Win-win collaboration: faculty mentors & undergraduate scholars can answer YOUR research questions!

Abstract (150 words max): 
Are your restoration efforts effective? Are your volunteer work days achieving their goals? Is that new outreach program working? Not-for-profit organizations work tirelessly to engage their community and conserve natural ecosystems, but may lack the resources to address important research questions like these. Don’t despair- help may be at hand! Colleges and universities seek high-impact opportunities for their undergraduate students, and what may seem like a problem to you might be a great opportunity for them. Collaborative research projects can meet the needs of resource-constrained organizations while providing undergraduates with invaluable hands-on experiences.
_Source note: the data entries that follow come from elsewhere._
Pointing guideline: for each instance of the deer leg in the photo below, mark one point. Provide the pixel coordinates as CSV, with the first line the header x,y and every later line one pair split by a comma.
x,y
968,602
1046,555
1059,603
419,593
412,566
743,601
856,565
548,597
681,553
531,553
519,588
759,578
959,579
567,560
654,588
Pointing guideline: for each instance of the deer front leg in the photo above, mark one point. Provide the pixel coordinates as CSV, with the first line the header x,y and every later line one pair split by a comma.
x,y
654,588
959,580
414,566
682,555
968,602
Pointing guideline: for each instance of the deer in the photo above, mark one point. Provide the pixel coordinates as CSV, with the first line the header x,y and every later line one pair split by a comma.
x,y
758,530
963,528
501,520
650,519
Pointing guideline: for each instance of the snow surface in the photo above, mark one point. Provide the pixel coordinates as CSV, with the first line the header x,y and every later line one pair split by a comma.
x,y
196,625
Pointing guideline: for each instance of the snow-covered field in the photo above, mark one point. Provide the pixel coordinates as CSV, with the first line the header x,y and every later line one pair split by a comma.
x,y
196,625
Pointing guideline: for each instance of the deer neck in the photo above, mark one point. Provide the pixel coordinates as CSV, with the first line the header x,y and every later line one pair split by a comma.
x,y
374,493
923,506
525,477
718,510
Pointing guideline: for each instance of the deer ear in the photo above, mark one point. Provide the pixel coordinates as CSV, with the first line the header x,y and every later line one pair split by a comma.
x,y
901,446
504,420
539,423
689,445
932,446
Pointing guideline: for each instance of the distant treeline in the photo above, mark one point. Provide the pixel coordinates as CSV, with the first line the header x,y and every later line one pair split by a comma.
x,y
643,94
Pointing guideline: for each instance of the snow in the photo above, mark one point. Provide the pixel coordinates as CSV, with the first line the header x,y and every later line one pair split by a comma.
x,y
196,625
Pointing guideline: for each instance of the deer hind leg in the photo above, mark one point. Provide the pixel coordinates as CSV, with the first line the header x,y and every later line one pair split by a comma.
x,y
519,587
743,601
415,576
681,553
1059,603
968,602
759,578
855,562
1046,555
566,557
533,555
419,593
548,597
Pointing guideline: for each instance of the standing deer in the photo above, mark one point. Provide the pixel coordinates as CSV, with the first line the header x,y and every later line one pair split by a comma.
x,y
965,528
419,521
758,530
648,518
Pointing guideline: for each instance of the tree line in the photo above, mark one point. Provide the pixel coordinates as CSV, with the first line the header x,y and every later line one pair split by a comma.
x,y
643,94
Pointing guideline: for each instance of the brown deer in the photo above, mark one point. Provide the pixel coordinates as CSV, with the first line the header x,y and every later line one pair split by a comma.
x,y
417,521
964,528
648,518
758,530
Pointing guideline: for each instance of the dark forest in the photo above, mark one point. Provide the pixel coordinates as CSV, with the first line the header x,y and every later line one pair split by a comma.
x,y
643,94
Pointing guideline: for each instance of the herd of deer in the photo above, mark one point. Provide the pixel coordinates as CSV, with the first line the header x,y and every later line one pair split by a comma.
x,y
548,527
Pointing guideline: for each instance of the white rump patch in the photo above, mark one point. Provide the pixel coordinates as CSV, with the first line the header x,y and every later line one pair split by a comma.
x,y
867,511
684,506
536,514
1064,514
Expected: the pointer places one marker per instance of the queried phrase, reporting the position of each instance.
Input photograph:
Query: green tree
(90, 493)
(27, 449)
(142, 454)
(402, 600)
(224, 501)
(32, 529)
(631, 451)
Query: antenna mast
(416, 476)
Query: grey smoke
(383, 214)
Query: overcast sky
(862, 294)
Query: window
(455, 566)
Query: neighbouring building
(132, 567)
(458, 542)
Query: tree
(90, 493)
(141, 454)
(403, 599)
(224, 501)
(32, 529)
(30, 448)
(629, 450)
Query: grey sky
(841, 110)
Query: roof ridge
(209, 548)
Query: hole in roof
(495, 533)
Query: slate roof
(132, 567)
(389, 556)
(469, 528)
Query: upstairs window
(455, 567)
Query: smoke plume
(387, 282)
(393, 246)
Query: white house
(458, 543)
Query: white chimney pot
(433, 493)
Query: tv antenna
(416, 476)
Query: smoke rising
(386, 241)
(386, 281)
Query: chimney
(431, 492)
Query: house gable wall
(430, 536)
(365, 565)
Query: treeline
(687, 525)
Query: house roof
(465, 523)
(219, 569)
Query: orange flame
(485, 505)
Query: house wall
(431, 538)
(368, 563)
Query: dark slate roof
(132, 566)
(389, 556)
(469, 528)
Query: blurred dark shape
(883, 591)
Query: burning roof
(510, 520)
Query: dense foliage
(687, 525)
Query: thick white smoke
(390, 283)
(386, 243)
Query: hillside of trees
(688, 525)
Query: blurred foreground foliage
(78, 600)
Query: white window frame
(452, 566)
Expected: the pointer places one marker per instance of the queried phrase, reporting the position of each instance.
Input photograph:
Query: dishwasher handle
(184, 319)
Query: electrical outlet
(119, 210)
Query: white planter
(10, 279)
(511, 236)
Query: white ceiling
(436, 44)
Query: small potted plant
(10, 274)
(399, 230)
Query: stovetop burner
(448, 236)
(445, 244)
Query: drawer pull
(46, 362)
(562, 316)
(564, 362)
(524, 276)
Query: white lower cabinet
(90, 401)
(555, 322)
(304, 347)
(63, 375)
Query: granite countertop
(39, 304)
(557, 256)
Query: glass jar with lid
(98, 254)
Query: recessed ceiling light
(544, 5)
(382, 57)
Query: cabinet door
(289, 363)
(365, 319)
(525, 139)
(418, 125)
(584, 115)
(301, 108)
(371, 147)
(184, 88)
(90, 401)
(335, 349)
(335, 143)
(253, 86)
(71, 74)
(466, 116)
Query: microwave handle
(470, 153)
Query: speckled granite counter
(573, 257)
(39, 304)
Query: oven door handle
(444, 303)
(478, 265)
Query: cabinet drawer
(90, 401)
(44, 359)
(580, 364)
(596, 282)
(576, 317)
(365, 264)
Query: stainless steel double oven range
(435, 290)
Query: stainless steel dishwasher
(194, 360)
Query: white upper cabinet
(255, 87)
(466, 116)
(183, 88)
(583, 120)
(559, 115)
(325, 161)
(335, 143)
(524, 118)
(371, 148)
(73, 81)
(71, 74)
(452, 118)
Faculty and students have expertise in diverse disciplines, from ecology to education. This interactive workshop will explore what faculty mentors and their students can offer, and how you can develop and implement meaningful research to address your questions while contributing to the development of budding professionals. Participants will have the opportunity to begin designing a collaborative project.
Presenter 1 Name: 
Jodee Hunt
Presenter 1 Organization: 
Biology Department & Office of Undergraduate Research & Scholarship, Grand Valley State University
Presenter 1 Biography: 
Dr. Hunt has worked in diverse ecosystems- deserts to streams- in Oregon, California, Texas, Arkansas, Kansas and Michigan. She and her students have studied the ecology of diverse vertebrates as well as restoration of riparian habitat of inland lakes. She worked with faculty in Nicaragua to infuse research-centered approaches into their ecology, environmental science and ecotourism curricula. She teaches courses in environmental science, ecology, agroecology, and animal behavior at GVSU, specializing in interdisciplinary courses that explore complex topics through diverse lenses.She loves working with undergraduate students as well as members of the community. She mentored her first undergraduate while a graduate student, and has collaborated with more than 60 undergraduate researchers since then. She participated in the dynamic meeting that led to the founding of the West Michigan Conservation Network, served on its Steering Committee, presented at the first Stewardship Network Conference, and continues participating in the Stewardship Network.